What’s your biggest challenge right now? 

I would say the biggest challenge that we have right now is finding spots that can work with certain retailers that you want down here (on Water Street). A lot of Augusta downtown was formerly used as department stores. But finding uses for those larger spaces means finding ways to convince the landlords to chop them up into smaller spaces so that we could get more tenants down here. So, finding suitable spaces. I need suitable spaces. We have a big demand for restaurants down here, and a lot of the spaces aren’t set up for that. So trying to figure out ways to incentivize people that want to do a restaurant, figure out how they can make it affordable to do a hood system — to do things like that.

What influenced you to do this kind of work?

I’ve always had a passion for architecture as a kid and I always leaned more toward historic architecture more than anything else.  I have a master’s degree in communications and I got my second master’s degree in architectural conservation. So this sort of job, even though it doesn’t involve constant communication or constant involvement with historic architecture, it sort of blends both of them together along with other facets. It’s different than a lot of people that do architectural conservation. They go into actual conservation work, which is very scientific, and you’re breaking it down, using certain chemicals to do restoration work. That part of it never interested me. It’s sort of inspiring to actually be in a job where I can work with historic architecture but also see it, adapted to reuse and see the progress along the way.

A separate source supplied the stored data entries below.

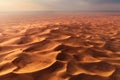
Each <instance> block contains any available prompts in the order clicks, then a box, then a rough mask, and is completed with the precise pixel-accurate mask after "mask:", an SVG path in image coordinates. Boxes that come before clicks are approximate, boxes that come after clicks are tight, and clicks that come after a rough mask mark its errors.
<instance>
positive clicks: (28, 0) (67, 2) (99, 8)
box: [0, 0, 120, 11]
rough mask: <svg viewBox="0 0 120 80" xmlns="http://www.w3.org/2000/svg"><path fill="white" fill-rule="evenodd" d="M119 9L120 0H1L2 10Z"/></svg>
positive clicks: (98, 10)
mask: <svg viewBox="0 0 120 80" xmlns="http://www.w3.org/2000/svg"><path fill="white" fill-rule="evenodd" d="M36 10H37V11H38V10H40V11H51V10H54V11H86V10H87V11H105V10H107V11H108V10H110V11H112V10H113V11H118V10H120V0H0V11H36Z"/></svg>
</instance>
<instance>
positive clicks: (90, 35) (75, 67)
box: [0, 17, 120, 80]
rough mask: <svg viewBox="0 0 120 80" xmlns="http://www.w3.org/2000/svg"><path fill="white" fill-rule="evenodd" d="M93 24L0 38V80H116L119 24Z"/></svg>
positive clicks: (41, 28)
mask: <svg viewBox="0 0 120 80" xmlns="http://www.w3.org/2000/svg"><path fill="white" fill-rule="evenodd" d="M113 18H114V17H113ZM113 18H111V19H113ZM119 19H120V18H119ZM119 19H117V20H119ZM108 20H109V19H108ZM101 21H102V20H101ZM119 21H120V20H119ZM119 21H118V22H119ZM97 23H100V22H97V21H96V22H92V23H86V22H85V23H83V22H82V23H69V24H65V23H63V24H57V25H56V24H50V25H45V26H44V27H34V28H30V29H27V30H23V32H20V33H16V35H15V34H14V36H11V37H10V36H9V37H7V38H6V36H3V35H2V34H1V35H0V36H1V38H2V39H0V80H120V24H118V23H117V21H116V23H115V22H113V23H102V24H97ZM18 34H19V35H18Z"/></svg>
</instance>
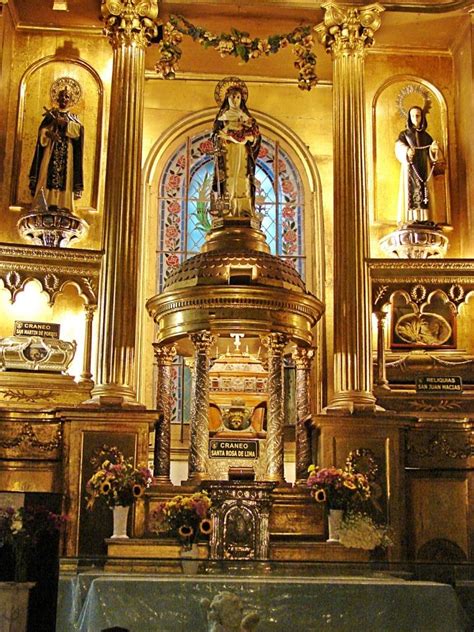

How do you foster creativity in yourself and in your board members? 

The No. 1 way is I never say no to any idea outright. I try and figure out a way that we can make it work. I always encourage our board members to come up with new ideas. If they see something that’s going on in another community that’s working there, bring it here. Let’s see if we could do it, and let’s see if we could do it even better. So, I think what’s important is always just listening to a lot of people. A lot of it comes from research on what’s working in other communities and seeing what we could adapt here.

What is the role of failure in all of that? 

There’s always a degree of failure in anything that you might do. But I would say you could learn from failure as best as you can and try and improve upon it the next time.

You could have 99 successes and one failure, and you’re going to dwell on that one failure. But that one failure is going to teach you more than those 99 successful things that you had. We’ve had events that have been like Halloween where we get 6,500 people, 7,000 people. It’s great. We’ve had events where you maybe have 50 people come. The important thing I think  in a case like that is to, especially in this role, always to keep people’s spirits up. A good friend of mine actually a while back said, you know, when you crumble in a situation like that, and there are volunteers that have committed their time and, are trying to make something, you can’t show it to them because it makes them feel like they wasted their time when you’re getting paid for it.

We’ve had lots and lots of successes  here at the Augusta Downtown Alliance. What we learn from the failures that we’ve had (is) keeping cool, keeping calm and reevaluating after it’s done. What did we do wrong? What could we do better next time? And taking a more logical rather than emotional approach to it. And it’s sometimes hard to separate the logical and the emotional.  And that is one of the difficulties, especially in when you feel like you’re not only letting down your organization but letting down the people that volunteered for it as well.

Where will the Augusta Downtown Alliance be in five years?

I am hoping that by that point, the vacancy rate, which is now hovering somewhere between 30% and 40%, is hovering somewhere between 5% and 10%, which is an average for most downtowns. At the Augusta Downtown Alliance, we play an intermediary role between the city and in the merchants. I’d like to see that grow with the next five years.

(I would like to see it take on) a more creative role. What can we do to make everything bigger and better than what we have already? Right now, we’re doing so much between organizing events and recruiting businesses to come in, working with landlords on this, doing design teams and our focus is a little scattered.

So to be at that point, at a 5% to 10% vacancy rate, everything is going well. Everything is a well-oiled machine. We’ve got things down. How do we grow what we’ve got at that point? Taking on a more creative role, and I’m seeing growing everything through that creativity.